Murray-Darling Basin water infrastructure program may offer lifeline to Coorong farmers

A federal water-saving program could finally help the Coorong district's pastoralists access affordable water.

At Murray Bridge Community Club on Tuesday, Department of Agriculture and Water Resources spokeswoman Mary Colreavy took questions from about 35 people about the evolving Murray-Darling Basin Water Infrastructure (MDBWI) Program.

Local action plan implementation officer Tracey Strugnell asked whether the program could fund catchments, on-farm desalination and link detection activities which would help the Coorong district's pastoralists reduce their reliance on SA Water.

"The landholders I work with would be very interested in not using SA Water any more," she said.

"It's still Murray water, it would be wholly saved, it's just that the water goes through a filtration plant and is commoditised."

Ms Colreavy suggested those landholders could be eligible for funding, so long as SA Water and the state government could transfer a water entitlement back.

She said she would be happy to work with the state on the idea.

The meeting was held to explain new criteria that may soon have to be ticked off before the government will agree to fund water-saving projects.

Proponents would have to obtain support from their local council or Regional Development Australia and – if applicable – an irrigation network operator.

The government is also thinking of encouraging industry-specific, network-specific or region-specific water-saving programs; and publishing more information about the projects it funds.

The department has been given $1.4 billion and asked to find 450 gigalitres of water savings by 2024, including 62GL by next July, without negatively impacting river communities.

Under the MDBWI program, irrigators and other water owners will be able to earn up to 1.75 times the value of any water they can save by making their operations more efficient.

However, unlike during the COFFIE pilot program – which closed on October 5, and which the new program will replace – proponents will not be reimbursed for buying land or equipment, or building anything not directly related to water savings.

"The focus is supposed to be water efficiency," Ms Colreavy said.

"Some of those projects might benefit on-farm efficiency, but their link to water savings was often pretty obtuse."

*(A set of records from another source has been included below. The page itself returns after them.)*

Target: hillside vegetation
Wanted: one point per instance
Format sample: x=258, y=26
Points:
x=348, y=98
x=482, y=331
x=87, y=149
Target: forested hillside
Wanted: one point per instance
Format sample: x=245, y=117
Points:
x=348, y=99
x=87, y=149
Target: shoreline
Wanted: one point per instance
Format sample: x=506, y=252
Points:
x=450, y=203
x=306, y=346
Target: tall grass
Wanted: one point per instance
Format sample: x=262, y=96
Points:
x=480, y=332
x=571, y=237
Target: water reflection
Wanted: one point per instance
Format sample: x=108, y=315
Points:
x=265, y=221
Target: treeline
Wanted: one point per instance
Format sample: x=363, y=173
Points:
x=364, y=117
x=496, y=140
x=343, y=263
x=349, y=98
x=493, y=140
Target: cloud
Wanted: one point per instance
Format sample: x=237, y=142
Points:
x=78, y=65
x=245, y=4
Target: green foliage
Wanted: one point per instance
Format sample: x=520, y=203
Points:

Although New South Wales and Victoria will not participate in the program for political reasons, water entitlements transferred from those states will still likely be eligible to be returned to the environment.

Councils and property developers will also be able to apply for funding for any project which might enable more efficient water use or reduce reliance on the River Murray.

"We really are open to any good, innovative idea with a water saving we can quantify," Ms Colreavy said.

"As long as that saving can be made available as environmental water, we'd be interested."

The 450GL to be saved will be added to the overall figure due to be returned to the environment through the Murray-Darling Basin Plan.

That figure was originally 2750GL, but is now 2075GL after two adjustments to the so-called sustainable diversion limit.